TOOLCAD: Exploring Tool-Using Large Language Models in Text-to-CAD Generation with Reinforcement Learning

Published 9 Apr 2026 in cs.CV, cs.AI, and cs.CL | (2604.07960v1)

Abstract: Computer-Aided Design (CAD) is an expert-level task that relies on long-horizon reasoning and coherent modeling actions. LLMs have shown remarkable advancements in enabling language agents to tackle real-world tasks. Notably, there has been no investigation into how tool-using LLMs optimally interact with CAD engines, hindering the emergence of LLM-based agentic text-to-CAD modeling systems. We propose ToolCAD, a novel agentic CAD framework deploying LLMs as tool-using agents for text-to-CAD generation. Furthermore, we introduce an interactive CAD modeling gym to rollout reasoning and tool-augmented interaction trajectories with the CAD engine, incorporating hybrid feedback and human supervision. Meanwhile, an end-to-end post-training strategy is presented to enable the LLM agent to elicit refined CAD Modeling Chain of Thought (CAD-CoT) and evolve into proficient CAD tool-using agents via online curriculum reinforcement learning. Our findings demonstrate ToolCAD fills the gap in adopting and training open-source LLMs for CAD tool-using agents, enabling them to perform comparably to proprietary models, paving the way for more accessible and robust autonomous text-to-CAD modeling systems.

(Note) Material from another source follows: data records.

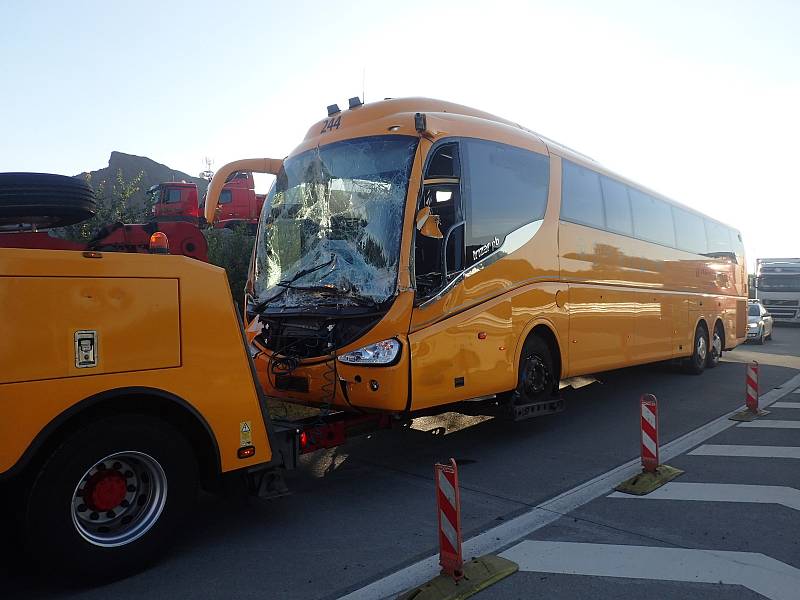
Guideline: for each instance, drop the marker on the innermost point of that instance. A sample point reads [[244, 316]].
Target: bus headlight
[[381, 353]]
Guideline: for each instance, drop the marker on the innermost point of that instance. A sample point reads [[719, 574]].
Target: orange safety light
[[246, 452], [159, 244]]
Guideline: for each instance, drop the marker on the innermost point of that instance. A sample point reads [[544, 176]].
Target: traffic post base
[[748, 415], [479, 573], [647, 481], [653, 474], [751, 391]]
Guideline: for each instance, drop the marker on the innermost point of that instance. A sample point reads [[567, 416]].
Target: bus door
[[456, 353]]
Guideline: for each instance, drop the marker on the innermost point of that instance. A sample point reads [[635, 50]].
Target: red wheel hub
[[105, 490]]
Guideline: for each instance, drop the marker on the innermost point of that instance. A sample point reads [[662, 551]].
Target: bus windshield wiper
[[285, 285], [288, 284]]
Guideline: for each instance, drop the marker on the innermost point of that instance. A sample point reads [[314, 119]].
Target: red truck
[[238, 202], [33, 203]]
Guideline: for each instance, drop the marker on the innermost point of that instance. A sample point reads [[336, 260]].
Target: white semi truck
[[778, 287]]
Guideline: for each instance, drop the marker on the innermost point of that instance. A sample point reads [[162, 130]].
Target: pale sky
[[697, 100]]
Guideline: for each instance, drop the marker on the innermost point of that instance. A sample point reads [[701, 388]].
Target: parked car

Abstract PDF Upgrade to Chat

Authors (4)

Summary

The paper introduces a novel framework, TOOLCAD, that frames text-to-CAD modeling as a sequential decision process using reinforcement learning and iterative tool invocation.
It integrates Chain-of-Thought prompting, a Model Context Protocol for tool calls, and hybrid feedback methods to boost CAD modeling success to over 60% in complex tasks.
Evaluation shows that TOOLCAD enhances geometric precision and reduces error rates, outperforming conventional text-to-code techniques on expert-level CAD tasks.

TOOLCAD: Tool-Using LLM Agents for Text-to-CAD Generation via Reinforcement Learning

Motivation and Problem Setting

The conversion of expert-level natural language instructions to Computer-Aided Design (CAD) models involves intricate, multi-step reasoning and precise manipulation of geometry via specialized modeling tools. Despite the rapid advancements of LLMs and VLMs in automating structured decision-making tasks, their integration for tool-augmented, end-to-end CAD modeling remains underexplored. Previous approaches largely generate CAD sequences or code from prompts, which suffer from insufficient grounding in CAD engine feedback and limited capacity for complex, long-horizon modeling workflows.

TOOLCAD is introduced to bridge this gap by casting the text-to-CAD modeling process as a sequential reasoning and acting problem, formalized as a Markov Decision Process (MDP) where LLM agents iteratively plan, invoke CAD tools, and reflect on feedback to construct geometry. Unlike prompt-to-code paradigm, TOOLCAD emphasizes direct, iterative interaction with the CAD engine, leveraging RL and curriculum-based task scheduling for agent policy evolution. Figure 1 highlights the difference between conventional code generation and the tool-using agent mechanism implemented in TOOLCAD.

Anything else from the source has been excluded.